Tudem Yayınları tarafından yayımlanan “Benim Hikâyem” adlı kitap masamın üzerinde. Bunun da etkisiyle geçiyor bütün bunlar aklımdan. Güzel bir gelecek vaat ettiğimiz çocuklarımız için hazırlanmış bir kitap bu. Henüz farkında değiller kendi hikâyelerini yazamayacak olduklarının fakat yine de hayallerini yazabilirler sanırım güzel gözlü çocuklar. Simon Cheshire tarafından yazılan, Kate Pankhurst tarafından resimlenen kitap Damla Işık tarafından Türkçeleştirilmiş.

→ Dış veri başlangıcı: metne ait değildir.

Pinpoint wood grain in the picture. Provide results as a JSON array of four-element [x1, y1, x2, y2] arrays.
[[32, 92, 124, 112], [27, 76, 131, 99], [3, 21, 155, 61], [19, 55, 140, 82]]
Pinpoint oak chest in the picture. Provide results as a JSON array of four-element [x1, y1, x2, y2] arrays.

“Muhteşem bir sanat olan hikâye anlatımında ustalaşmayı” çocuklara hedef koyarak başlıyor kitap. Sonrasında da bu yolda gereken ve yardımcı olacak ipuçlarını sıralıyor. İlk olarak gerekli olan tabi ki hayal gücü. Bu her alanda böyledir zaten. “İnsan hayal ettiği müddetçe yaşar” diye boşuna dememişler değil mi? Hayal etmeden de yazılamaz! Sonrasında da hangi materyali kullanacağını soruyor çocuklara. Her yazarın farklı alışkanlığı vardır ne de olsa. Ve yazan kişinin bu konuda rahat olması önemlidir. Ben kâğıt ve kalemden vazgeçemeyenlerdenim. Hatta çevreye katkı olsun diye özel defterler de tutmam. Atık kâğıtların arkalarına yazarak üretirim. Sonrasında elektronik ortamda kayıt altına alıyoruz ne de olsa.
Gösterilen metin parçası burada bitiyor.